REVIEW: Talking Masks, Review by Aurora Stewart de Peña

Talking Masks

Written and Directed by Adam Seelig
Presented by One Little Goat

Featuring: Richard Harte, Jane Miller, Andrew Moodie, and Cathy Murphy
November 13th-28th, 8pm

Tickets 416-915-0201

Last February Norman and I saw Adam Selig’s production of Someone’s Going to Come by the mysterious Norwegian Jon Fosse. It was the best thing that either of us had seen in the city in a long, long time, and the reception afterward was really, really fun (cheese platter).

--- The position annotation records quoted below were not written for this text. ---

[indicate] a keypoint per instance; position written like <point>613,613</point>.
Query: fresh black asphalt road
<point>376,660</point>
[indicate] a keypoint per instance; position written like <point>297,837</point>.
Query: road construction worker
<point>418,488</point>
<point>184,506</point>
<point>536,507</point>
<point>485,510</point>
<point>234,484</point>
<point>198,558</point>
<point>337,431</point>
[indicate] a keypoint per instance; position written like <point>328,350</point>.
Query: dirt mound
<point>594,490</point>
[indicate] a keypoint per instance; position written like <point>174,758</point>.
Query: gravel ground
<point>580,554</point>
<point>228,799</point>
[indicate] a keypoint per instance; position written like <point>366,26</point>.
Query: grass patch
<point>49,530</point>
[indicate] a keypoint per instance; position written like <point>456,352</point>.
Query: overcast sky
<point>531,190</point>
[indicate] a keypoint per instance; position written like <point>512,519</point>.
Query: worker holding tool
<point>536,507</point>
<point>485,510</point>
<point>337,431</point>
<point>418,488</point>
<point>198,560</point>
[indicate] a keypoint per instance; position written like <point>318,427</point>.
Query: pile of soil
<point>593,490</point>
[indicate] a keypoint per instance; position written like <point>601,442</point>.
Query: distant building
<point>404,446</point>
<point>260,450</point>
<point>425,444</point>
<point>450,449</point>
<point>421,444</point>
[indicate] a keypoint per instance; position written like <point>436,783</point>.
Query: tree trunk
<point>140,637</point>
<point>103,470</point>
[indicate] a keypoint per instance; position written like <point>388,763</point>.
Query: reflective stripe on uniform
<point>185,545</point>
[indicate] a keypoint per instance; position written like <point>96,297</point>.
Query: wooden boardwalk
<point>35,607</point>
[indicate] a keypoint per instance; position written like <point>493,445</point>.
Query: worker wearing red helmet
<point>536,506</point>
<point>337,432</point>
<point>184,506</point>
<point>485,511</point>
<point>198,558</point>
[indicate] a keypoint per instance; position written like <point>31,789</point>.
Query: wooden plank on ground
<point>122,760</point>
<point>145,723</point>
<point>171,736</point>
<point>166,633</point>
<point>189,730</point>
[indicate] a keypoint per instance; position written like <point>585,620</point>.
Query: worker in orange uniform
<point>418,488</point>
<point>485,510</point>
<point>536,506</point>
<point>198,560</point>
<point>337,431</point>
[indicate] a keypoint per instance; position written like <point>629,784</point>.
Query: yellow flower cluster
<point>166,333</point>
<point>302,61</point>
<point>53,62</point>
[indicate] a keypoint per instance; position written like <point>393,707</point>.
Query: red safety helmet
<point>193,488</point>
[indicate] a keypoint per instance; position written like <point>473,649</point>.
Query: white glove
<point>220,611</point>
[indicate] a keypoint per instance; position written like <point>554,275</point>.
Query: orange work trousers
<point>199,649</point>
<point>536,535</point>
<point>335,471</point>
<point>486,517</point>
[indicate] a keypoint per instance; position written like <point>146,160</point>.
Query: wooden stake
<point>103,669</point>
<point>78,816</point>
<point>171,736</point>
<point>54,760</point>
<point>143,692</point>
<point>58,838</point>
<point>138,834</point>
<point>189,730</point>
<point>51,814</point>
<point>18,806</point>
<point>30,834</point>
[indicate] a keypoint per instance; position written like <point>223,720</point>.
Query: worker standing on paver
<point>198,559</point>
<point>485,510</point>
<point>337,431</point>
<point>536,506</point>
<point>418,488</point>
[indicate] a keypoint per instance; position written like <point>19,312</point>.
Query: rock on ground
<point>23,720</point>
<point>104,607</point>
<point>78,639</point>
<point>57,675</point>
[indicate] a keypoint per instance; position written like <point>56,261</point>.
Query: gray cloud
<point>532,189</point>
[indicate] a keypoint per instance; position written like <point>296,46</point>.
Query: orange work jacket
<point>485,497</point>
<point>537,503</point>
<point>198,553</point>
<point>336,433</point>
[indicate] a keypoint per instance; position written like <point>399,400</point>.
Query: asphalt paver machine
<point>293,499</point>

We still talk about it, but as we’ve exhausted all of our superlative adjectives all that’s left is:

Norman: Someone’s Going to Come.

Aurora: I know, I know.

Norman: They really nailed that.

Aurora: They really did.

So we’ve been looking and looking forward to Adam Seelig’s next show with One Little Goat, and finally it came.

Talking Masks is about history’s monumentally troubled sons; Oedipus, Isaac and Ishmael. There are certainly more, and certainly other contemporaries, so I gently wonder why this combination of people was chosen by Seelig. Mostly, I don’t care. Make it about whoever you want, this piece was really interesting.

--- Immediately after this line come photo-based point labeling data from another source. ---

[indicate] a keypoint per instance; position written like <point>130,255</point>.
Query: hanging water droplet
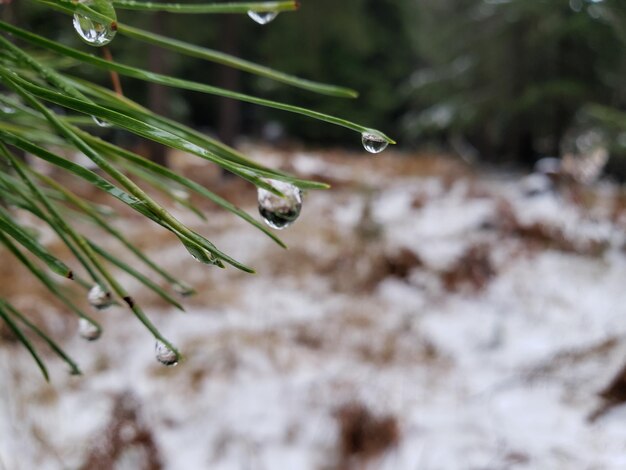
<point>88,330</point>
<point>165,355</point>
<point>99,298</point>
<point>263,17</point>
<point>101,122</point>
<point>183,289</point>
<point>373,142</point>
<point>93,32</point>
<point>6,109</point>
<point>280,212</point>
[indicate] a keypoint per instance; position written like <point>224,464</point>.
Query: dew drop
<point>373,142</point>
<point>6,109</point>
<point>262,17</point>
<point>165,355</point>
<point>280,212</point>
<point>99,298</point>
<point>91,31</point>
<point>101,122</point>
<point>183,289</point>
<point>88,330</point>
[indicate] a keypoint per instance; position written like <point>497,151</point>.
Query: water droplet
<point>101,122</point>
<point>373,142</point>
<point>181,194</point>
<point>280,212</point>
<point>263,17</point>
<point>6,109</point>
<point>99,298</point>
<point>183,289</point>
<point>93,32</point>
<point>165,355</point>
<point>199,254</point>
<point>88,330</point>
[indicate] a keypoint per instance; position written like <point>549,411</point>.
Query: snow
<point>492,378</point>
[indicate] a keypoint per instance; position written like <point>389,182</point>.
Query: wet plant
<point>49,114</point>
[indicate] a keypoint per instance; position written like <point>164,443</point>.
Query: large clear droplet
<point>88,330</point>
<point>93,32</point>
<point>101,122</point>
<point>263,17</point>
<point>373,142</point>
<point>183,289</point>
<point>280,212</point>
<point>99,298</point>
<point>6,109</point>
<point>165,355</point>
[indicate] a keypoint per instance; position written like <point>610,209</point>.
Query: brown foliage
<point>473,269</point>
<point>125,431</point>
<point>364,436</point>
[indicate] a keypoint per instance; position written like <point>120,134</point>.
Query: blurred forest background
<point>430,313</point>
<point>508,80</point>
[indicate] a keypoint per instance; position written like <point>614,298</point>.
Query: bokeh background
<point>450,304</point>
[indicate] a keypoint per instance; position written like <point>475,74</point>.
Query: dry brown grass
<point>364,436</point>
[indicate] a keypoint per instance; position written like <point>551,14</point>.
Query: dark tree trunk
<point>229,111</point>
<point>158,95</point>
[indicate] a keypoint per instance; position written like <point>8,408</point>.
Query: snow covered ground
<point>471,323</point>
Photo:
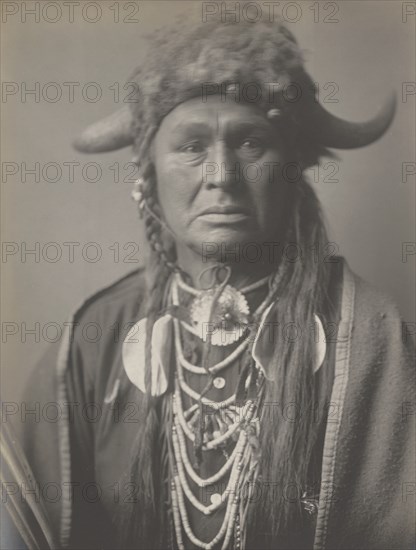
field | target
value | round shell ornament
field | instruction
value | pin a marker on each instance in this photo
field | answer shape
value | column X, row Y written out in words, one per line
column 227, row 321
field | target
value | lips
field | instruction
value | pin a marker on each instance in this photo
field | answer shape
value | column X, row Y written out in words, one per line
column 224, row 214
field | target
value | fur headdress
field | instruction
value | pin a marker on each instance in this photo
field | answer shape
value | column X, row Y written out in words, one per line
column 252, row 62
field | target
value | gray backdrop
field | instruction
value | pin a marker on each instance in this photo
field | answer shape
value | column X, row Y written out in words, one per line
column 370, row 210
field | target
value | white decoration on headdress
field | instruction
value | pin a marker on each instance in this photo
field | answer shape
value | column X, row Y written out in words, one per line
column 273, row 113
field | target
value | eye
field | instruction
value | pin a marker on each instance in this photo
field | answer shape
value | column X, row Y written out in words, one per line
column 194, row 148
column 251, row 146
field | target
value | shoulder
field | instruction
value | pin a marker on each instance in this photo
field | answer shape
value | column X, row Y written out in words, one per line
column 122, row 299
column 372, row 304
column 378, row 332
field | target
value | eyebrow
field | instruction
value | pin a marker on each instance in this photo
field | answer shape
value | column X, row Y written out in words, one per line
column 234, row 125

This production was built by a dream team of collaborators. Seelig himself is unfailingly innovative with text (“…Towards a Poetic Theatre…” is One Little Goat’s motto), so the dialogue, at times not dialogue at all but a rapid fire series of words and sounds with tenuous connections, is front and centre. This abandoning the I-Talk-She-Talks model serves the subject: it’s Oedipus, so we all know what’s going on. The narrative experimentation is welcome, and it allows the mind to walk down fascinating, previously unexplored paths.

Jackie Chau is the set designer, and the most unique, specific, beautiful and intelligent things fall from her brain on to the stage. It is always a pleasure to see what she’ll come up with. Her sets could sit onstage by themselves, there is so much to look at, and the negative space is just as interesting as the positive space.

Christopher Stanton’s sound design is an organized mess of crackles, static and echo. It is fortunate because Selig’s complicated picnic of words and sounds may have risked atonality without the layers laid by the loop pedals and amplifiers.

This work is based on stories so universally known they’ve become part of our language, just the very lightest hints of plot are all that is required. Just a touch of Aeschylus in Francis Bacon. Talking Masks, with all of its unconventional components, might seem incomprehensible to some. I think that’s fine. We don’t need to understand everything we see, and we don’t need to hear from the artist about how we should be interpreting what they’ve given us. It’s not interesting. It defeats the purpose of having a brain. In Seelig’s play, some participation is required on the part of the audience. Innovators like this are exactly what we need in Toronto.